Last year, the company came under fire from anonymous short sellers who alleged a series of related party transactions that were not disclosed in SEC filings. The company conducted an internal review that mostly vindicated ‘Big Rick’, the anonymous blogger. It also strengthened its related party transaction policy and vowed to appoint at least one independent director.

A formal SEC investigation into the company is still ongoing.

So, I find it amazing that the SEC filing announcing Mr Chhay’s appointment also disclosed that his brother holds a $100,000 promissory note from the company. It’s good that the company correctly disclosed it, but it shows the pervasive amount of related party transactions.

 

SEC filing – RCI Hospitality CFO appointment

Tilman Fertitta blank check company to buy business from Tilman Fertitta

Landcadia Holdings II, the blank check company that went public in May 2019, has agreed to buy Golden Nugget Online Gaming (GNOG) from Landry’s, the restaurant and casino business owned by Tilman Fertitta.

After the IPO, Mr Fertitta still owns 21% of Landcadia II. Jefferies, the financial backer, owns 10%.



The transaction will result in a combined enterprise value of $745 million, which is approximately 6.1 times estimated 2021 revenues of $122 million. Landcadia II is paying $30 million in cash and issuing equity worth $314 million. In addition, the buyer is paying down $150 million of debt of GNOG, plus related prepayment fees ($24 million) and transaction fees ($30 million).

GNOG currently pays its parent company a 3% royalty rate on net gaming revenue and will continue to do so, even after it is acquired by Landcadia II.

Currently GNOG is involved in online casino gaming in New Jersey, where it has a 13% market share. It is planning to expand into Pennsylvania and Michigan, where online betting is now legal. It is not planning to enter the sports betting market, where DraftKings is dominant.

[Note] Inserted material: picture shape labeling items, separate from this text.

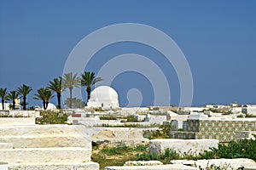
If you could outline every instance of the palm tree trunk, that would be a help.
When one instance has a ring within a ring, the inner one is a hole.
[[[45,102],[45,110],[46,110],[47,107],[48,107],[48,104],[49,104],[49,101],[46,101],[46,102]]]
[[[44,110],[46,110],[46,105],[45,105],[45,101],[43,100],[43,107],[44,107]]]
[[[23,110],[26,110],[26,96],[23,96]]]
[[[15,100],[13,100],[13,110],[15,110]]]
[[[90,98],[90,87],[87,87],[86,92],[87,92],[87,103],[88,103],[88,101]]]
[[[57,106],[57,108],[58,109],[61,109],[61,93],[57,93],[57,99],[58,99],[58,106]]]
[[[4,99],[2,99],[2,108],[3,108],[3,110],[4,110]]]
[[[72,109],[72,88],[69,88],[69,97],[70,97],[69,108]]]

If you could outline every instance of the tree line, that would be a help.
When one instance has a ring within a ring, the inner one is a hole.
[[[46,110],[49,100],[54,98],[54,93],[56,94],[57,98],[57,109],[61,109],[61,93],[68,89],[69,90],[69,108],[73,108],[73,89],[74,88],[86,87],[87,92],[87,102],[90,98],[91,86],[96,82],[101,82],[101,77],[95,77],[95,73],[90,71],[84,71],[80,76],[78,74],[73,72],[65,73],[63,76],[54,78],[53,81],[49,81],[47,87],[40,88],[34,94],[35,99],[43,101],[44,110]],[[4,110],[4,102],[6,100],[12,101],[11,108],[15,110],[15,99],[20,97],[22,98],[20,105],[23,106],[23,110],[26,110],[26,96],[32,91],[32,88],[23,84],[15,90],[8,92],[8,89],[0,88],[0,98],[2,99],[2,109]]]

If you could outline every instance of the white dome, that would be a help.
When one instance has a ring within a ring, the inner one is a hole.
[[[87,105],[104,109],[117,108],[119,106],[118,94],[109,86],[99,86],[91,92]]]
[[[99,86],[91,92],[90,99],[118,99],[118,94],[109,86]]]

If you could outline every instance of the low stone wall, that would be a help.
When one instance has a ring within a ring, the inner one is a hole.
[[[0,125],[34,125],[35,117],[0,117]]]
[[[255,139],[256,131],[240,131],[236,132],[236,139]]]
[[[9,169],[90,169],[91,140],[84,126],[22,125],[0,127],[0,160]]]
[[[210,148],[218,148],[217,139],[153,139],[149,141],[149,152],[163,154],[169,148],[179,154],[198,155]]]
[[[40,117],[40,111],[37,110],[0,110],[0,114],[13,116]]]
[[[185,165],[156,165],[156,166],[123,166],[123,167],[107,167],[105,170],[198,170]]]
[[[81,131],[86,136],[90,136],[93,142],[108,146],[125,144],[134,146],[148,144],[149,140],[143,138],[144,129],[130,128],[87,128]]]

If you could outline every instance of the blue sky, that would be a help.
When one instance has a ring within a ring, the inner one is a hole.
[[[86,35],[109,25],[144,24],[172,37],[184,54],[193,76],[193,105],[256,103],[255,1],[12,1],[0,0],[0,87],[23,83],[33,94],[62,74],[65,62]],[[143,44],[123,42],[99,51],[86,66],[97,72],[117,54],[150,58],[166,73],[171,104],[179,102],[179,82],[172,65]],[[102,57],[104,56],[104,57]],[[104,77],[102,77],[104,78]],[[131,88],[152,105],[152,85],[143,75],[124,72],[113,82],[120,105]],[[85,92],[82,88],[82,92]],[[55,99],[53,99],[55,103]]]

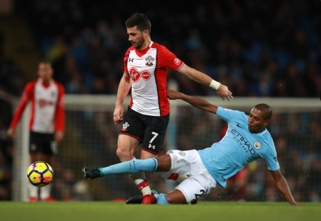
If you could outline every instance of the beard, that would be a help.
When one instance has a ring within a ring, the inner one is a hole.
[[[140,50],[142,48],[144,43],[145,43],[145,39],[143,37],[142,37],[141,39],[137,40],[136,42],[131,42],[131,44],[132,44],[133,47],[134,47],[134,48],[135,49]],[[136,44],[136,46],[134,45],[134,44]]]

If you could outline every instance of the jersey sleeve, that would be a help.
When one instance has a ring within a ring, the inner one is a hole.
[[[160,46],[159,49],[158,63],[160,66],[170,67],[175,70],[179,70],[185,64],[178,59],[166,47]]]
[[[274,171],[280,169],[280,164],[278,161],[277,151],[275,149],[273,140],[271,142],[269,142],[269,143],[270,146],[267,147],[265,154],[263,156],[263,158],[265,160],[268,165],[268,168],[270,170]]]
[[[65,130],[65,122],[64,110],[65,89],[60,84],[58,85],[58,87],[59,95],[55,114],[55,128],[56,130],[63,131]]]
[[[124,72],[127,75],[129,74],[129,73],[128,72],[128,69],[127,67],[127,63],[128,62],[128,57],[129,56],[129,53],[130,52],[130,50],[131,48],[130,48],[127,50],[126,54],[125,54],[125,57],[124,57]]]
[[[216,115],[218,117],[219,117],[223,120],[225,120],[228,122],[230,122],[233,117],[239,113],[240,113],[240,111],[239,111],[230,110],[221,107],[218,107],[217,111],[216,111]]]
[[[26,105],[27,105],[28,101],[31,100],[34,96],[34,82],[28,83],[25,87],[22,96],[21,96],[20,102],[19,103],[17,109],[14,112],[13,117],[12,118],[12,121],[10,125],[10,127],[15,128],[17,126],[19,121],[20,121],[21,118],[23,111],[25,110]]]

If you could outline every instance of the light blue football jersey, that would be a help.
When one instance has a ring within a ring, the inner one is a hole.
[[[223,187],[226,180],[258,158],[265,160],[269,170],[280,169],[274,142],[264,128],[259,133],[248,130],[248,116],[244,112],[219,107],[217,115],[229,123],[225,136],[211,147],[198,151],[204,165]]]

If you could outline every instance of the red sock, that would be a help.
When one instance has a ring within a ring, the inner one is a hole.
[[[170,176],[169,176],[168,177],[167,177],[167,180],[176,180],[177,178],[178,178],[178,173],[172,173],[170,174]]]
[[[148,185],[148,183],[147,182],[147,181],[146,181],[146,180],[144,180],[144,181],[142,182],[141,182],[141,183],[140,183],[137,185],[137,188],[140,190],[141,190],[143,189],[143,188],[144,188],[144,187],[146,187],[148,186],[149,186],[149,185]]]

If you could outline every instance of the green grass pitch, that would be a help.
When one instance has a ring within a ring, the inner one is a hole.
[[[200,202],[197,205],[126,205],[112,202],[0,201],[3,221],[311,221],[321,220],[321,203]]]

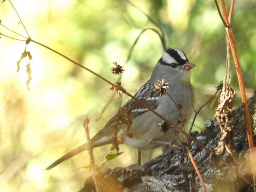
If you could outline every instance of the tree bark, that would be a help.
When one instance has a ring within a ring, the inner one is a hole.
[[[256,91],[248,100],[253,130],[256,130]],[[238,160],[234,163],[226,151],[223,159],[235,168],[238,172],[253,183],[244,107],[235,110],[236,119],[233,129],[234,147]],[[191,135],[213,150],[218,144],[221,134],[214,119],[207,120],[206,128]],[[255,144],[256,141],[254,134]],[[207,191],[252,191],[249,186],[234,172],[222,164],[217,165],[211,160],[209,153],[190,140],[190,148],[205,182]],[[203,191],[190,160],[184,148],[170,148],[169,151],[144,165],[133,165],[116,167],[99,173],[96,176],[100,192]],[[79,192],[96,191],[91,177],[86,180]]]

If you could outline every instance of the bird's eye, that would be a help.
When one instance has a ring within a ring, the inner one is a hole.
[[[175,68],[178,65],[176,63],[171,63],[170,64],[170,65],[171,65],[171,66],[172,68]]]

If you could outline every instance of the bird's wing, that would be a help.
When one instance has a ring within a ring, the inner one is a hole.
[[[138,90],[134,96],[153,109],[155,109],[156,108],[159,97],[155,94],[154,88],[154,85],[148,81]],[[135,100],[131,99],[113,115],[104,128],[111,127],[117,123],[122,123],[122,121],[132,121],[136,117],[148,111],[149,110],[147,108]],[[119,121],[120,120],[121,121]]]

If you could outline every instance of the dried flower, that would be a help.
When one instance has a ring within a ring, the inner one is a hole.
[[[113,63],[114,66],[111,68],[111,71],[114,75],[119,75],[124,70],[123,69],[123,66],[117,64],[116,62],[114,62]]]
[[[169,82],[165,83],[164,79],[162,79],[162,81],[158,79],[157,81],[155,82],[155,88],[154,90],[156,92],[156,94],[161,96],[162,95],[166,92],[166,91],[169,88],[168,86]]]
[[[124,90],[121,86],[121,82],[117,81],[114,83],[114,85],[110,89],[113,92],[116,92],[117,95],[119,97],[121,96],[122,93],[121,90]]]
[[[164,133],[165,133],[170,128],[169,124],[163,120],[161,123],[158,122],[157,125],[161,128],[161,131]]]

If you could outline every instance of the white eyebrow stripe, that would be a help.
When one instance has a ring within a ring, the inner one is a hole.
[[[187,57],[186,56],[185,54],[183,53],[182,51],[180,50],[180,49],[176,49],[175,48],[174,48],[174,49],[176,50],[178,53],[178,54],[180,55],[180,56],[181,59],[182,59],[183,60],[187,60]]]
[[[184,54],[183,54],[184,55]],[[162,56],[162,60],[165,63],[170,64],[175,63],[177,63],[178,62],[173,57],[170,55],[166,52],[165,52]]]

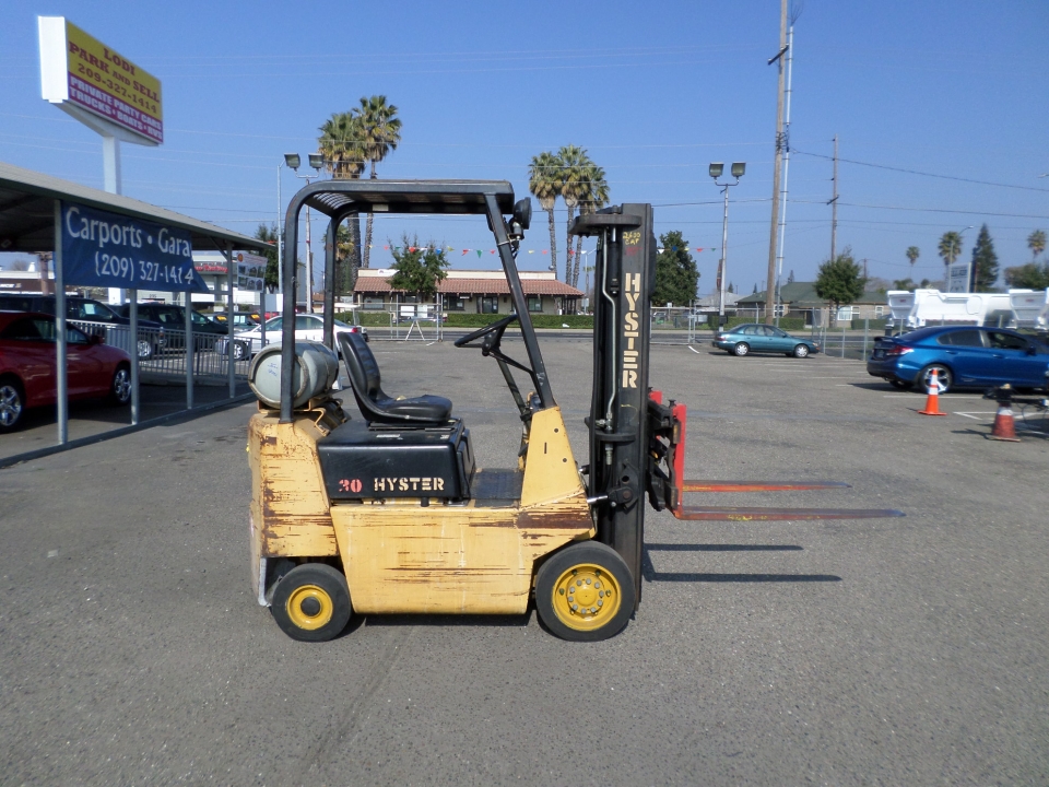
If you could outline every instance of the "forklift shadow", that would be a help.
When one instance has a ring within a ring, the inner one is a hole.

DraftKings recently went public and has projected revenues in 2021 of $733 million. It has an enterprise value of over $11 billion. The pandemic has led to an increase in online betting and gaming and a rise in valuation of companies involved in that business.

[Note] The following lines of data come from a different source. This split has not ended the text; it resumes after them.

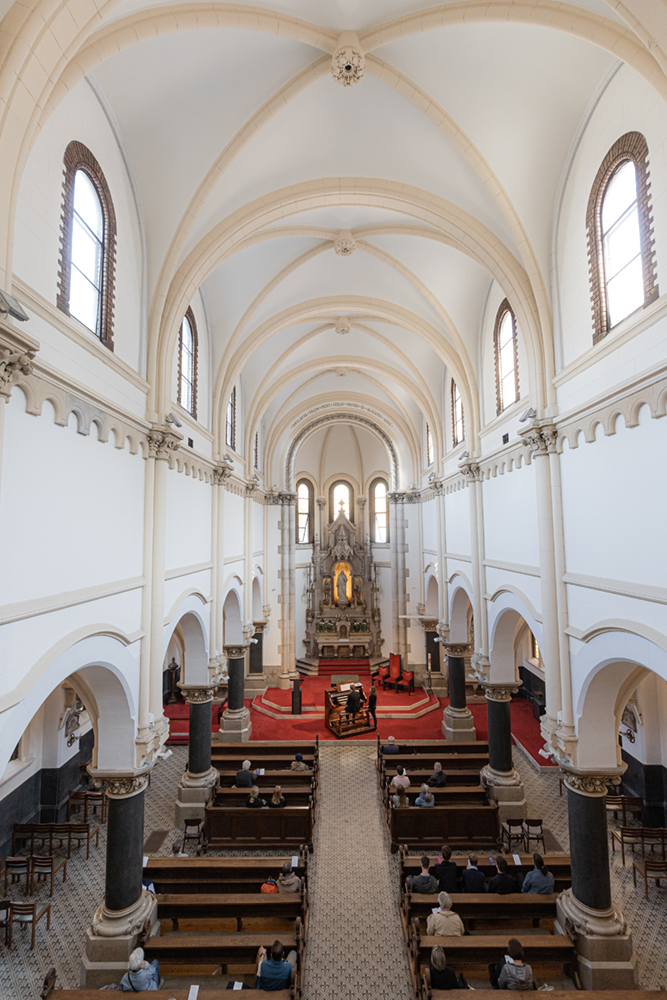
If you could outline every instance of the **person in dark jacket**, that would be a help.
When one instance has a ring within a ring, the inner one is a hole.
[[[507,862],[500,854],[496,855],[496,871],[498,874],[494,875],[489,882],[489,892],[497,892],[500,896],[508,896],[511,892],[519,891],[516,879],[510,875]]]
[[[449,844],[442,845],[442,860],[431,866],[431,875],[438,880],[438,892],[458,892],[458,865],[449,859],[452,849]]]
[[[445,953],[439,944],[431,948],[431,961],[429,963],[431,973],[431,989],[433,990],[458,990],[459,981],[454,970],[447,965]]]
[[[447,784],[447,775],[442,770],[442,764],[436,763],[433,767],[433,774],[426,782],[430,788],[444,788]]]
[[[476,854],[468,857],[468,867],[464,868],[461,875],[461,883],[464,892],[486,892],[486,879],[484,873],[477,867],[479,858]]]

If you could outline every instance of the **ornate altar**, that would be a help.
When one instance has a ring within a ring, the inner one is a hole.
[[[379,659],[382,655],[377,582],[370,543],[359,545],[344,512],[329,525],[329,544],[314,546],[306,613],[306,656]]]

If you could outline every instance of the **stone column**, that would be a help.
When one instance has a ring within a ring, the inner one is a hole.
[[[144,791],[148,769],[122,775],[90,768],[93,784],[106,786],[109,800],[104,902],[86,931],[81,985],[118,982],[127,971],[146,921],[156,929],[157,899],[141,884],[144,853]]]
[[[556,931],[570,933],[585,990],[637,989],[632,931],[611,898],[607,843],[607,785],[623,768],[600,774],[563,768],[570,826],[572,888],[556,903]]]
[[[178,685],[190,706],[188,769],[178,783],[174,825],[186,819],[203,819],[218,772],[211,767],[211,707],[215,687]]]
[[[449,705],[442,713],[442,732],[446,740],[471,742],[477,739],[472,712],[466,704],[465,654],[467,643],[446,643],[449,667]]]
[[[489,796],[498,804],[500,822],[528,815],[526,795],[512,760],[510,705],[518,687],[513,684],[484,684],[489,730],[489,763],[480,777]]]
[[[245,653],[249,643],[225,646],[229,681],[227,708],[222,713],[220,739],[223,743],[246,743],[250,739],[252,723],[250,711],[245,707]]]

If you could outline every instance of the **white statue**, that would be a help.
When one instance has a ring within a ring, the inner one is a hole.
[[[344,569],[338,574],[338,580],[336,581],[336,592],[338,594],[338,607],[347,607],[347,574]]]

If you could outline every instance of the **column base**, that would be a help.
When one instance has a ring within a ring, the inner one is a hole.
[[[442,732],[446,740],[474,743],[477,730],[470,709],[452,708],[448,705],[442,713]]]
[[[218,780],[218,769],[209,768],[203,774],[190,774],[186,771],[178,783],[176,792],[176,812],[174,826],[182,829],[186,819],[203,820],[206,814],[213,786]]]
[[[558,897],[556,912],[556,933],[574,938],[577,972],[585,990],[638,988],[632,932],[615,903],[608,910],[592,910],[566,889]]]
[[[495,771],[490,764],[487,764],[479,776],[489,797],[498,806],[498,819],[501,823],[507,819],[526,818],[528,803],[518,771]]]
[[[252,732],[250,711],[247,708],[227,708],[222,713],[218,732],[221,743],[247,743]]]
[[[150,933],[159,934],[157,899],[145,889],[137,902],[126,910],[107,910],[104,903],[98,906],[86,930],[81,959],[82,988],[99,989],[109,983],[120,983],[147,920]]]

The transaction helps divert cash to the struggling Landry’s business. The business operates many restaurant chains including Saltgrass Steak House, and Bubba Gump Shrimp. It also owns 5 Golden Nugget casinos. Understandably, the businesses have been hard hit by the economic downturn caused by COVID-19 and furloughed 45,000 employees at the peak.

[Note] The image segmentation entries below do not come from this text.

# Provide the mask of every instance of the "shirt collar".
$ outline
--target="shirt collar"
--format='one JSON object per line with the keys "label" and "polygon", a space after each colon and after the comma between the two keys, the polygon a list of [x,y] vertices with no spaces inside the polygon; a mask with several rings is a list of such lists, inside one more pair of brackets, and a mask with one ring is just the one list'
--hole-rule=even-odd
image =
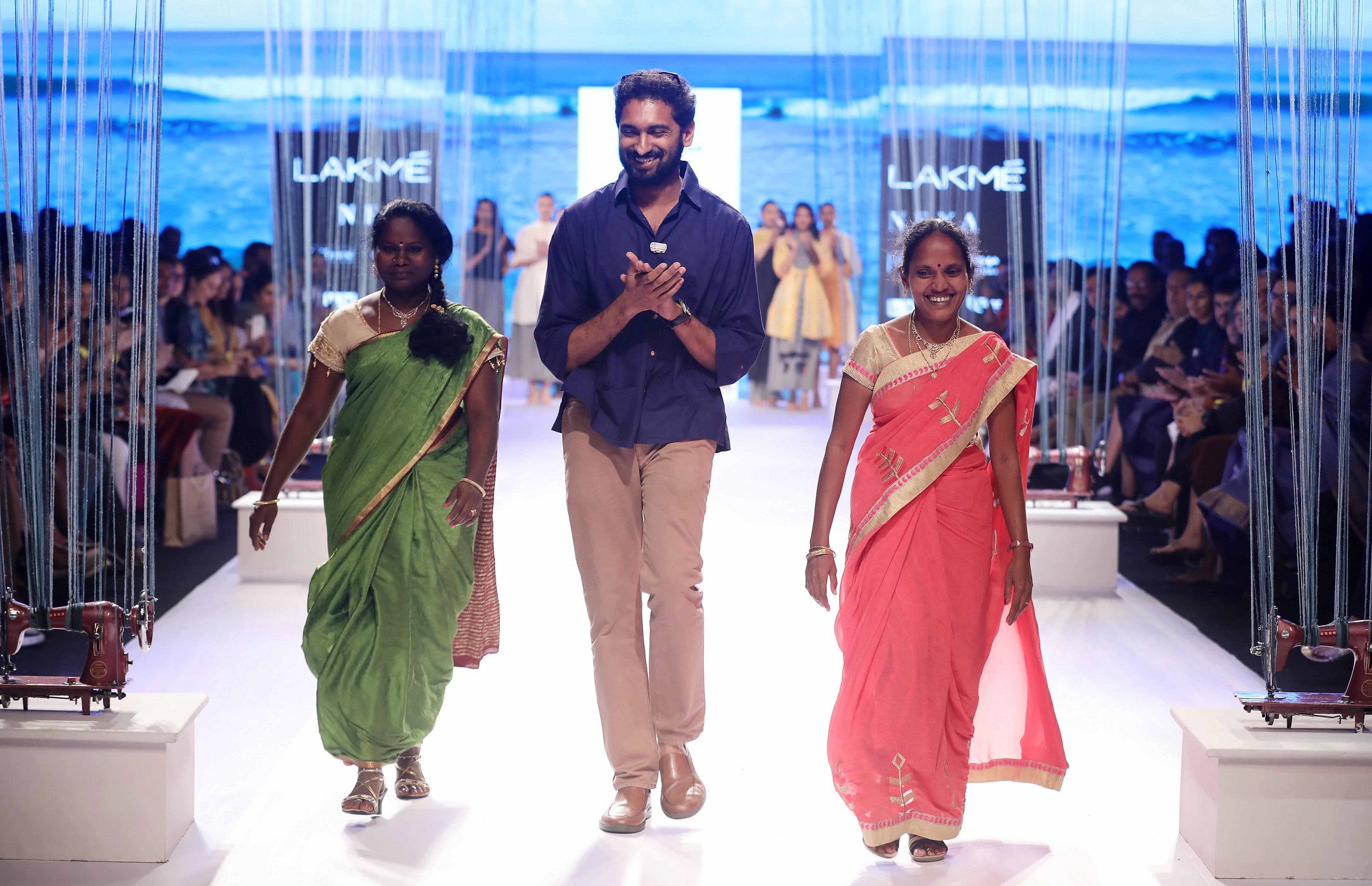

The transaction is expected to close in the third quarter. Afterwards, the company will be renamed Golden Nugget Online Gaming and will change its Nasdaq trading symbol to GNOG.

Landcadia I, the first blank check company formed by Mr Fertitta, acquired Waitr in November 2018, an online food ordering and delivery service. It’s had a rough time since them (3 CEOs and 3 CFOs!) but business has picked up a bit during the pandemic.

SEC filing – Landcadia to buy GNOG

CFO of Houston-based restaurant group departs

Scott Gray, the CFO of Luby’s, has left his role with immediate effect. No successor has yet been named.

Luby’s operates 119 restaurants in the US, including 41 Fuddruckers locations. They are also the franchisor for 97 Fuddruckers franchise locations. Not surprisingly, they have been hard hit by the coronavirus pandemic.



Mr Gray joined the company in 2001 and became the CFO in 2007. He had a base salary of $342,000 before it was reduced, temporarily, last month to $171,000. He will receive a severance of $105,231 to be paid over 6 months.

Mr Gray will also receive the immediate vesting of 31,028 restricted stock units and the vesting of 83,666 stock options at a strike price of $2.82 per share. Those options are out of the money as the current share price is $0.81.

In fact, last week, the company received a delisting notice from the NYSE as its share price had been below $1 for at least 30 consecutive trading days. To regain compliance, the company has to bring its average share price back above $1.00 within six months.

The company was also in the news last week as it was a recipient of a $10 million Paycheck Protection Program (PPP) loan under the CARES Act. Luby’s is one of seven Houston-area public companies that received a PPP loan. The others are Applied Optoelectronics, EnGlobal, Flotek, Gulf Island Fabrication, RiceBran and Sharps Compliance.